Его мать, всегда такая собранная, сейчас казалась потерянной. Большие карие глаза, точно такие же, как у Кирилла, наполнились слезами. Она произнесла едва слышно:
– Он... не отец тебе, Кирюша.
Кирилл смотрел, не моргая. Будто пол произвел трещину и он проваливается.
– Как... – выдохнул он. – Что значит... не отец?
Сергей громко выдохнул, словно получил удар. Он отвел взгляд, рукой потер лицо. Лариса шагнула к сыну, пытаясь коснуться его руки, но Кирилл отпрянул.
– Прости меня… Прости… – прошептала она, слезы градом покатились по ее щекам. – Я не хотела… я…
Она осеклась под тяжелым взглядом мужа. В глазах Сергея пылала такая ярость, что казалось, он сейчас швырнет что-нибудь. Но он сдержался. Только сказал хрипло:
– Рассказывай уже. Все.
Лариса всхлипнула, закрыла лицо руками. Кирилл стоял ошеломленный. Он искал взглядом подтверждение или опровержение у Сергея, но тот отвернулся к окну, сжав подоконник так, что побелели костяшки.
Тягостная пауза. Старые часы тикали безжалостно громко.
– Мам… – голос Кирилла сорвался, сломался на последнем слоге, став вдруг мальчишески высоким. – Скажи что-нибудь. Это шутка? Или вы оба...
Он сам не знал, что хотел услышать. Может, что отец просто ослеплен гневом, а мама — бредит от страха, говорила глупости.
Но мать убрала ладони от лица и посмотрела прямо сыну в глаза. Взгляд у нее был другой теперь — твердый, будто она приняла решение.
– Это правда, – тихо сказала Лариса. – Сергей не твой биологический отец.
Правда. Это слово пронзило его. Кирилл пошатнулся, будто получив удар под дых. Руки задрожали.
– Как... как так? – пробормотал он. – И кто тогда... Кто мой отец?
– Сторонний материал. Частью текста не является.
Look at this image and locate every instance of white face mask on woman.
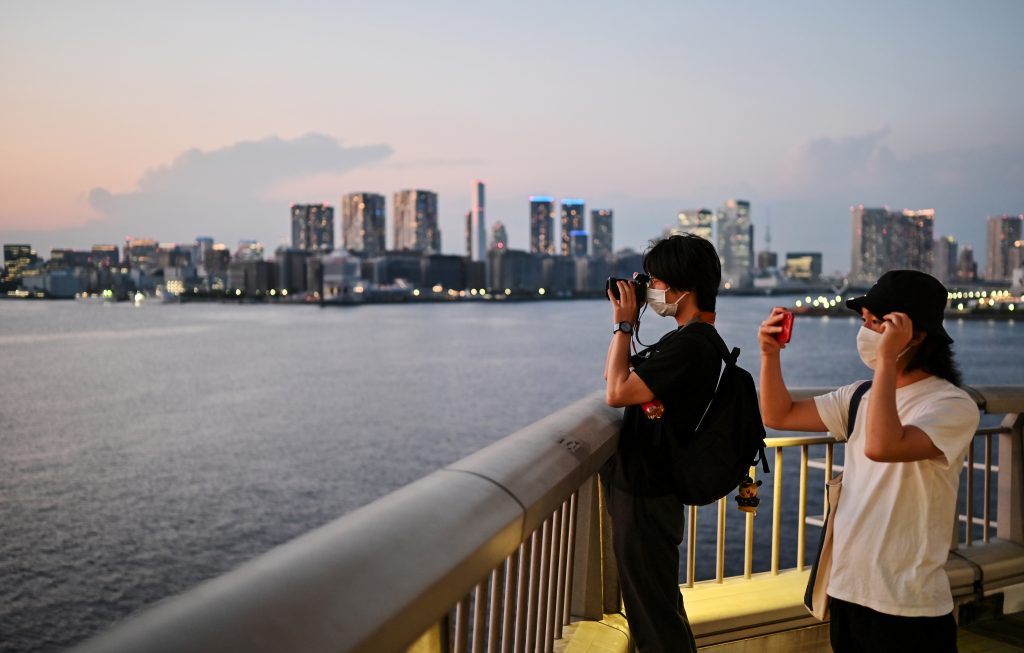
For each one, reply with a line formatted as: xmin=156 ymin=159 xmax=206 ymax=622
xmin=856 ymin=326 xmax=912 ymax=370
xmin=646 ymin=288 xmax=689 ymax=317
Лариса открыла было рот, но тут рявкнул Сергей:
– Даже не смей произносить его имя!
Он обернулся, и Кирилл пораженно увидел, что по лицу этого сильного мужчины текут слезы – впервые в жизни он видел отца плачущим. Сергей шагнул к жене, сжал ее плечо, глядя ей прямо в лицо:
– Двадцать лет, Лара! Двадцать лет ты меня дураком водила! – Его голос сорвался. – Я растил пацана... любил... а ты... – Он отшатнулся, провел рукой по коротко стриженным волосам. – Как ты могла?
Лариса не сопротивлялась, когда он хватал ее за плечо, лишь зажмурилась. Теперь она произнесла с тихим отчаянием:
– Я пыталась... хотела забыть... Это было один раз, Сережа, клянусь...
– Замолчи! – голос Сергея ударил, как кнут. – Один раз... – он хохотнул горько, отпуская ее. – Этого "раза" хватило, чтоб залететь, да?
Кирилл зажмурился, как будто все происходящее – дурной сон. Но от звуков никуда не деться. Он стоял столбом, холод пробирал до костей. Он хотел закричать, но горло перехватило.
Внутри него хаос: шок, гнев, страх. Мир рушился, стены родного дома теперь как чужие декорации. «Не отец... Двадцать лет лжи...» – мысли обжигали.
Он вспоминал детство: отец учил его ездить на велосипеде в парке у ВДНХ, держал за плечи, чтобы не упал. Отец возился с ним, маленьким, на даче – учил забивать гвозди. В школе отец гордо приходил на соревнования по самбо, задирал подбородок: «Мой сын – молодец». Были ведь и теплые моменты, когда Сергей, довольный, хлопал его по спине, дарил подарки на дни рождения... Неужели все это теперь перечеркнуто какой-то ужасной правдой?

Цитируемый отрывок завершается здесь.